Benchmarking the Benchmarks 126
apoppin writes "HardOCP put video card benchmarking on trial and comes back with some pretty incredible verdicts. They show one video returning benchmark scores much better than another compared to what you get when you actually play the game. Lies, damn lies, and benchmarks."
Erase Futuremark = instant win (Score:1, Insightful)
Re:OSS (Score:2, Insightful)
Either I misunderstood you, or I don't see how the license can be a metric of performance or accuracy.
Benchmarks (Score:5, Insightful)
You must perform the same exact test on all video cards, disclose any variables, and you must not "pick a subset of completed tests to publish". You must not compare tests performed using different procedures, no matter how slight the deviation of the procedures are.
One cannot draw conclusions about "real world" performance from a benchmark. The benchmark is merely an indicator. A "real world" test that uses the strong, formalized procedures of a benchmark IS a benchmark - and suddenly, the benchmark is not "real world" - because the "real world" doesn't have formal procedures for gameplay.
Haphazard "non-blind" gameplay on a random machine is NOT a benchmark, and it can not provide useful, comparable numbers.
A good benchmark is one where (1) most experts agree that it has validity, and (2) one where the tester cannot change the rules of the game.
The numbers of a benchmark are meaningless, except in terms of being compared to one another using the same exact procedure.
Re:HardOCP benchmarks suck ass (Score:4, Insightful)
The highest playable settings for given hardware.
They then change the video card and find the highest playable settings for that hardware.
I'd much rather compare the highest playable settings for two different cards than the timedemo benchmark numbers for two different cards.
Re:Benchmarks are a marketing tool only (Score:3, Insightful)
Not in Crysis, Call of Duty 4, UT3, etc.
When I go to plunk down $200 - $300 on a video card, and one of them performs comfortably at my LCD's native resolution and the other one doesn't, that matters. Saying all cards in a given price range are roughly equivalent is saying that you are completely, 100% blind to the reality of video cards today.
Not the same card (Score:3, Insightful)
It is a bit of a shock that ATI's latest and greatest can't seem to consistently beat nVidia's over a year old GTX cards I guess.

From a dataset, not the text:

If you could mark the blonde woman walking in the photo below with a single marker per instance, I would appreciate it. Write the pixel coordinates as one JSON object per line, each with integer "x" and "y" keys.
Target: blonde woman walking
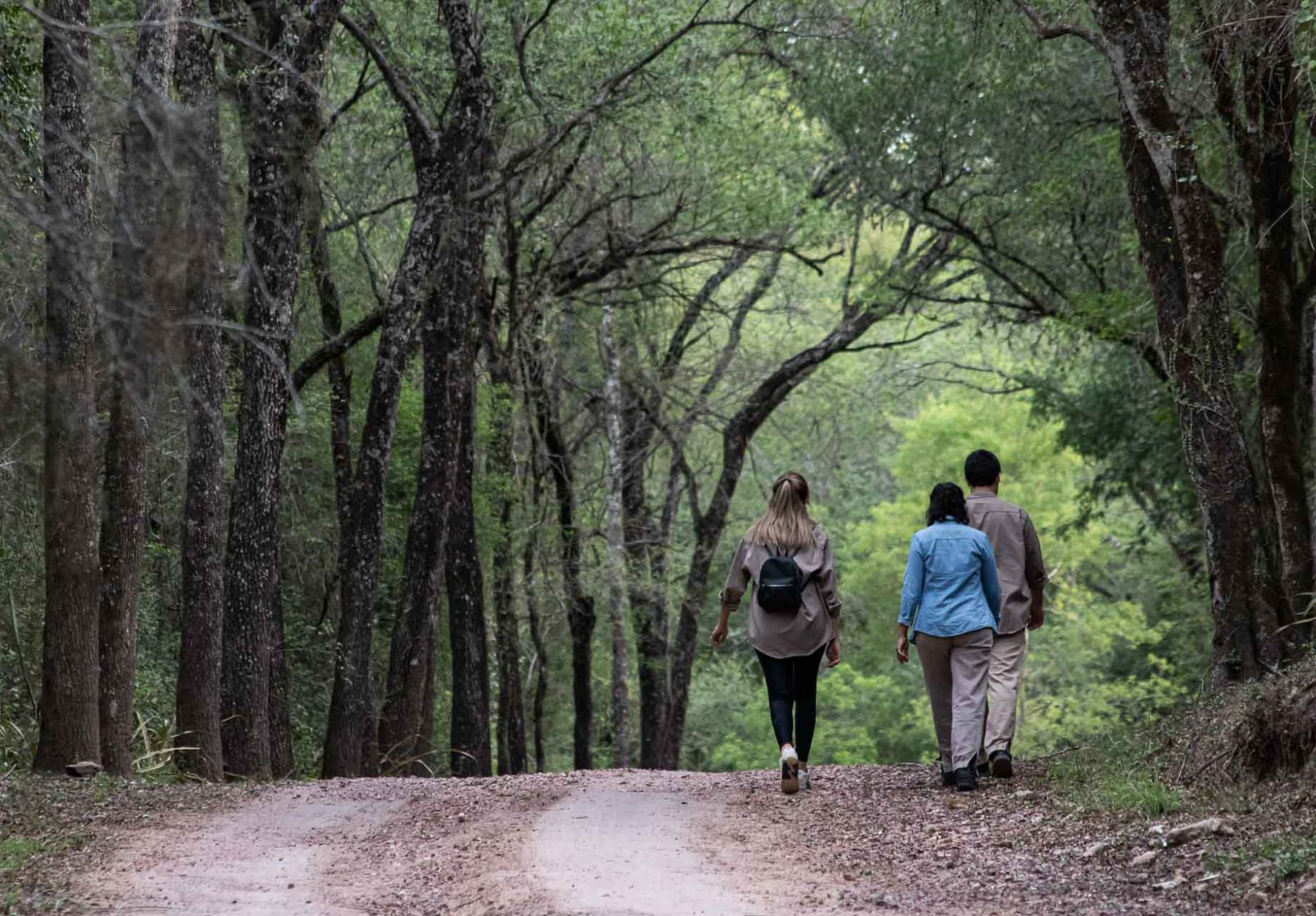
{"x": 794, "y": 618}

Re:HardOCP benchmarks suck ass (Score:3, Insightful)
For example: 1620x1050 with no AA may be considered unplayable (jaggies) for some, but others it's perfectly fine...
Or, maybe you can turn on the AA, but deactivate shadows, changing your whole "playable" demographic again.
It's like asking someone to benchmark coffee at different resturants to grade whether it is palletable or not.
~D
Re:back in my day... (Score:3, Insightful)
I'm pretty sure these benchmarks are invented by men.
Re:back in my day... (Score:5, Insightful)
There is indeed a bare minimum hardware performance required to play but sadly many new games, especially Crysis, that bare minimum is scarily close to the market's maximum. Benchmarks are supposed to be a way to isolate this and objectively measure it so that a good purchasing decision can be made by the consumer and when the game is played hopefully the subjective experience of enjoyment will follow. A framerate above human perception is needed for fun (as jerky frames lead to nausia and frustration), high detail is needed for the beauty of a game which is probably just as important (it's been the basis for visual art, music and poetry for millennia).
The reason we've got so far and now can have computers, electricity, aeroplanes, cars, etc. is because of the willingness of scientifically inclined individuals to isolate, experiment and measure. Technology is one of the things in life that can be measured and I think it is a good idea to continue to do it, provided we can do it right. Experimentation and science is what got us out of caves no?
As for Hardocp, what have they proven? Apparently traditional time demos run a fairly linear amount faster than realtime demos, even though it has been acknowledged that realtime demos render more including weapons, characters and effects that the canned demo does not. This would be interesting if the question was "how fast can Crysis run on different cards" but that's not what people want to know. What I'd want to know is which card should I buy to allow me to continue to play cutting edge games for as long as possible while enjoying their whole beauty but not getting a framerate low enough to make me uncomfortable. It just so happens that the card with the best timedemo benchmark has the best actual playthrough benchmark and by roughly the same factor. The only difference is that the traditional timedemo depends on only the graphics hardware whereas the playthrough benchmark depends on efficiency elsewhere in the engine (AI physics), where the player spent most time and if reviewing subjectively, the reviewers current mindset and biases.
Somebody please think of the science!
Re:back in my day... (Score:4, Insightful)
I must be getting old, I haven't upgraded my box in almost 2 years.
Cheers.
Re:back in my day... (Score:3, Insightful)
The point is that you can't use a standard game (plus FPS meter) played by a human player to judge a graphics card's raw capabilities. To reduce subjectivity and error, you need a consistency in what is being rendered.